FedCostAware: Enabling Cost-Aware Federated Learning on the Cloud
Aditya Sinha, Zilinghan Li, Tingkai Liu, Volodymyr Kindratenko, Kibaek Kim, Ravi Madduri

TL;DR
FedCostAware is a scheduling algorithm that optimizes cost-efficiency in federated learning on cloud spot instances, reducing expenses while maintaining model performance.
Contribution
It introduces a novel cost-aware scheduling method for federated learning on cloud spot instances, addressing resource management and cost reduction challenges.
Findings
Significantly reduces cloud costs compared to traditional schemes
Improves resource utilization and minimizes idle time
Enhances accessibility of federated learning in resource-constrained settings
Abstract
Federated learning (FL) is a distributed machine learning (ML) approach that allows multiple clients to collaboratively train ML models without exchanging original training data, offering a solution that is particularly valuable in sensitive domains such as biomedicine.

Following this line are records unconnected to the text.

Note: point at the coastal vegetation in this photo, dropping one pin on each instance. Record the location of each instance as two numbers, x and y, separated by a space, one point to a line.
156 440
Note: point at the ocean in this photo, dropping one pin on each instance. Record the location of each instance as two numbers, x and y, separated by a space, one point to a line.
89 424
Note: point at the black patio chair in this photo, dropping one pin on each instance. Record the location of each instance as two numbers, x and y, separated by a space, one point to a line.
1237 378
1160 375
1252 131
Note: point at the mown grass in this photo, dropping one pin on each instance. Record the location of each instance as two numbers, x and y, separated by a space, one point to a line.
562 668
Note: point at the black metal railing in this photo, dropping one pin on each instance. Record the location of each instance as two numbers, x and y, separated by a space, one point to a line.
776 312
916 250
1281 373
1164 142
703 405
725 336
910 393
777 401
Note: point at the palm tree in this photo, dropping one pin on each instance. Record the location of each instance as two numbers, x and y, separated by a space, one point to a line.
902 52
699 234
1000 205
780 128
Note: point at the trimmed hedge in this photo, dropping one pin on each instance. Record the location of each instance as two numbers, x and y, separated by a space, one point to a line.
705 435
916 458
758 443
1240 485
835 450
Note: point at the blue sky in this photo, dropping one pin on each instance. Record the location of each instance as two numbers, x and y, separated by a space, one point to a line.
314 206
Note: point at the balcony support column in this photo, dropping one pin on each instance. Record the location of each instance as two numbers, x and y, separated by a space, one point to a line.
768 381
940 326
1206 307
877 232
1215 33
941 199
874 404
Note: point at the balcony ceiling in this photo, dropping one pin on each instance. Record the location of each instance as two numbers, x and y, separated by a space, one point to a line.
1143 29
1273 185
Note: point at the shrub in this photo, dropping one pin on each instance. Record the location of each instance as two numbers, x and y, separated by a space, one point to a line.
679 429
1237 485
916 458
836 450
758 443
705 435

However, training robust FL models often requires substantial computing resources from participating clients, which may not be readily available at institutions such as hospitals. While cloud platforms offer on-demand access to such resources, their usage can incur significant costs, particularly in distributed training scenarios where poor coordination strategies can lead to substantial resource wastage. To address this, we introduce FedCostAware, a cost-aware scheduling algorithm designed to optimize synchronous FL on cloud spot instances. FedCostAware addresses the challenges of training on spot instances and…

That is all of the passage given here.